Re: [RFC PATCH 1/2] sched/fair: Only throttle CFS tasks on return to userspace

From: Valentin Schneider
Date: Tue Dec 19 2023 - 06:51:09 EST


On 18/12/23 14:34, Benjamin Segall wrote:
> Valentin Schneider <vschneid@xxxxxxxxxx> writes:
>>
>> So if I'm trying to compare notes:
>>
>> The dual tree:
>> - Can actually throttle cfs_rq's once all tasks are in userspace
>> - Adds (light-ish) overhead to enqueue/dequeue
>> - Doesn't keep *nr_running updated when not fully throttled
>>
>> Whereas dequeue via task_work:
>> - Can never fully throttle a cfs_rq
>> - Adds (not so light) overhead to unthrottle
>> - Keeps *nr_running updated
>
> Yeah, this sounds right. (Though for the task_work version once all the
> tasks are throttled, the cfs_rq is dequeued like normal, so it doesn't
> seem like a big deal to me)
>

In my implementation the cfs_rq's can be dequeued once all of their tasks
have been throttled, but the tasks aren't migrated back onto the cfs_rq's
until the unthrottle (rather than at the "final" throttle).

That is done because if a random task gets migrated to a throttled & empty
cfs_rq, we still need to schedule it 'till it exits the kernel, and we
don't want the now-in-userspace task to suddenly become eligible for
picking.

That adds these O(ntasks) loops in the unthrottle to re-shape the
cfs_rq's. The dual tree approach saves us from doing all that, IIUC
unthrottle_on_enqueue() only puts the se's in the task's direct hierarchy
back onto the second tree for them to be picked.


>>
>> My thoughts right now are that there might be a way to mix both worlds: go
>> with the dual tree, but subtract from h_nr_running at dequeue_kernel()
>> (sort of doing the count update in throttle_cfs_rq() early) and keep track
>> of in-user tasks via handle_kernel_task_prev() to add this back when
>> unthrottling a not-fully-throttled cfs_rq. I need to actually think about
>> it though :-)
>
> Probably, but I had tons of trouble getting the accounting correct as it
> was :P
>

Yeah so did I, cgroups are "fun".

>>
>> I'm trying to grok what the implications of a second tasks_timeline would
>> be on picking - we'd want a RBtree update equivalent to put_prev_entity()'s
>> __enqueue_entity(), but that second tree doesn't follow the same
>> enqueue/dequeue cycle as the first one.
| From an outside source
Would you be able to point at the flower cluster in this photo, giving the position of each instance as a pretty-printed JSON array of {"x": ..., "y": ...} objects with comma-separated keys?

Would a __dequeue_entity() +
>> __enqueue_entity() to force a rebalance make sense? That'd also take care
>> of updating the min_vruntime.
>
> Yeah, the most sensible thing to do would probably be to just have curr
> not be in the queue, the same as the normal rbtree, and save the "on
> kernel list" as an on_rq-equivalent bool instead of as !list_empty(kernel_node).

Makes sense, I'll have a go at this.